The first ten minutes are not about photographs
We spend the first ten minutes of any shoot not shooting. We talk. We show the person around the space. We take a few test frames and show them to them on the back of the camera — not to critique, but to make the camera feel familiar and non-threatening. By the time we start working in earnest, the presence of the camera is already normalised. The frames we shoot in the first ten minutes of actual photography are never the frames we deliver. They are warm-up frames.
Give actions, not instructions
The worst direction in photography is 'look natural'. It is impossible to perform — the moment you try to look natural, you stop being natural. Instead, give actions: 'Walk toward the window slowly.' 'Pick up that book and flip through it.' 'Turn slightly to your left and look at the door.' Actions give the body something to do, which frees the face from self-consciousness. The best expressions always happen between the poses, during transitions, when the person's attention is on the task rather than the camera.
Reference points and confidence
People need to know they are doing well.
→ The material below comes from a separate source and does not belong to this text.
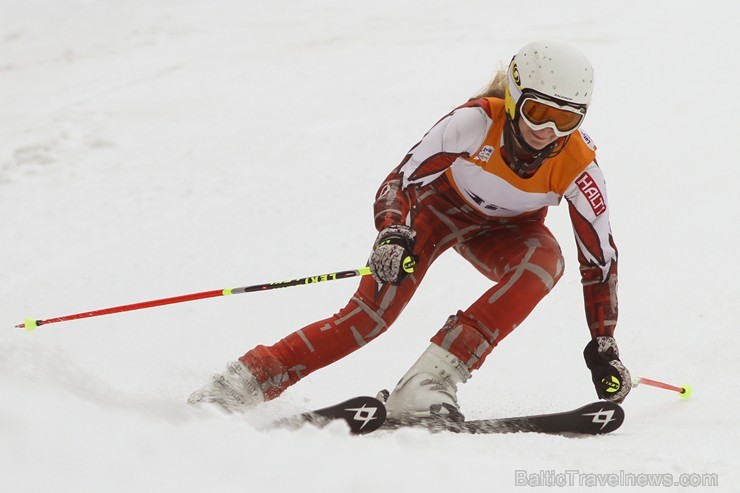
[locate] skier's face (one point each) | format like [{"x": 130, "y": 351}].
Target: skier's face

We narrate constantly while shooting: 'Yes, stay there exactly', 'That light is perfect on you right now', 'This is the one.' Even if we are not certain the frame is great yet, positive reinforcement keeps the subject relaxed and open. A self-conscious subject closes their face and stiffens their body. A confident subject gives you everything.
Patience is technique
The best frame from a shoot with a non-model almost never comes in the first thirty minutes. It comes after the person has forgotten they are being photographed — after the conversation has moved to something they care about, after their posture has relaxed, after they have made a joke and laughed genuinely. We plan our shoot schedules to allow time we do not strictly need. That surplus time is where the real photographs live.